Both bills would require the SEC and other financial regulators to conduct a one-year economic study of CECL after the bill becomes law. The analysis would examine to what degree CECL is procyclical, if it poses systemic risks and what impacts it would have on other financial institutions, such as insurance companies. While the study is ongoing, the measure prohibits regulators from enforcing institutions to comply with the standard.
Industry stakeholders have been asking regulators and the Financial Accounting Standards Board — which produced and finalized the rule in 2016 — to delay it until its impacts are fully understood. Banking trade groups and executives have argued that the accounting standard would make it more difficult to lend during times of economic stress.
CECL is scheduled to go into effect for many financial institutions in early 2020. Insiders have largely viewed the push in Congress as a last-resort effort to delay the standard's implementation.
The House bill was co-sponsored by Reps.
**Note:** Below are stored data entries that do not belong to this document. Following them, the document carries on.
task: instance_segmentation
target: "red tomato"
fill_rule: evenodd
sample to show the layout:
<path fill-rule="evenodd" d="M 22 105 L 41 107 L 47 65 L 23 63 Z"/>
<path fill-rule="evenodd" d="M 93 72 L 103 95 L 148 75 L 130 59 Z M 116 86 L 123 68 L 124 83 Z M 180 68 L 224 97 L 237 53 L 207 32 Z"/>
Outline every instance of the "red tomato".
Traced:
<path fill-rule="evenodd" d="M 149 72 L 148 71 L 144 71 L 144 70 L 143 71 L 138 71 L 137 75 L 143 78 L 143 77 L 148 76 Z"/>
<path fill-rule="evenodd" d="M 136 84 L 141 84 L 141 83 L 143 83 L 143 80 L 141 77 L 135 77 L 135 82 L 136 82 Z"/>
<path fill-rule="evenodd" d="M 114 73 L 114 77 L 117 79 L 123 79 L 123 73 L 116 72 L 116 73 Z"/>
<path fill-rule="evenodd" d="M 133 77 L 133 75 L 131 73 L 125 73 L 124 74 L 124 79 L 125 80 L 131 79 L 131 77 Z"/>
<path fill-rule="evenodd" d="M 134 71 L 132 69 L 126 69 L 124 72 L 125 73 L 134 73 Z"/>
Brad Sherman, D-Calif.; David Scott, D-Ga.; Josh Gottheimer, D-N.J.; Henry Cuellar, D-Texas; Ted Budd, R-N.C.; Barry Loudermilk, R-Ga.; French Hill, R-Ark.; Roger Williams, R-Texas and Blaine Luetkemeyer, R-Mo.
Luetkemeyer, ranking member of the House Financial Services Committee's Subcommittee on Consumer Protection and Financial Institutions, has been amassing a body of evidence that CECL will be a net negative for the economy.
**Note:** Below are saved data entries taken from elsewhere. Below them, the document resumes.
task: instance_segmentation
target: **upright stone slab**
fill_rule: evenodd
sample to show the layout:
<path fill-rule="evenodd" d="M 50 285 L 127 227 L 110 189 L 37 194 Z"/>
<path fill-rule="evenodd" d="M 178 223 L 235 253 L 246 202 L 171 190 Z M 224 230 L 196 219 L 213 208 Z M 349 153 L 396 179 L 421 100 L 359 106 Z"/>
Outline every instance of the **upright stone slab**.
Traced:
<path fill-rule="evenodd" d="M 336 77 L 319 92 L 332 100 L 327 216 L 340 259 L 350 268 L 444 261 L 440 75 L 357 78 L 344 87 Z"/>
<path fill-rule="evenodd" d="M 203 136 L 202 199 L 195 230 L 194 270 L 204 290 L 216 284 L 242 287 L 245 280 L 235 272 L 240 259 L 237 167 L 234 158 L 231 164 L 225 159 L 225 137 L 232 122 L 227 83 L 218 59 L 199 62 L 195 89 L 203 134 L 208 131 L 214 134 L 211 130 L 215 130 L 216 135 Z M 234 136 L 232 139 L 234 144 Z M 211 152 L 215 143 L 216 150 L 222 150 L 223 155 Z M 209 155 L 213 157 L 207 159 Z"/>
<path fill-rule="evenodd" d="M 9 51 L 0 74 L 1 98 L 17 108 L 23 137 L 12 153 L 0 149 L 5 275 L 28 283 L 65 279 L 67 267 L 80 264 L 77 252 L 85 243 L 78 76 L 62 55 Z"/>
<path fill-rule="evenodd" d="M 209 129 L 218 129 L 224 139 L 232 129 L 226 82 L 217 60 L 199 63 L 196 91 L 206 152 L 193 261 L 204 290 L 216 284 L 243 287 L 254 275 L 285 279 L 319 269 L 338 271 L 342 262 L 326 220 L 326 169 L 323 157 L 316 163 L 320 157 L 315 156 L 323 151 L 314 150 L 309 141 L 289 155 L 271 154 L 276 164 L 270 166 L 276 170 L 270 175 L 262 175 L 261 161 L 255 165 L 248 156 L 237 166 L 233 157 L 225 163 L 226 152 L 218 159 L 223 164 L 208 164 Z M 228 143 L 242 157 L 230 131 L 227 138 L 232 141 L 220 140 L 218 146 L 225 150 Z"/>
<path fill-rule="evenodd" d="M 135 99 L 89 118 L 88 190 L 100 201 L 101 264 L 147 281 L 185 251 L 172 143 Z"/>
He has been gathering information from credit card companies, banks, specialty lenders and others on CECL's impact so he can present a complete report to his House colleagues as proof CECL would hurt businesses.
"With the potential to drastically impact consumers across the nation, it is simply unacceptable to continue the implementation of CECL without understanding the broad economic implications," Luetkemeyer wrote in a statement.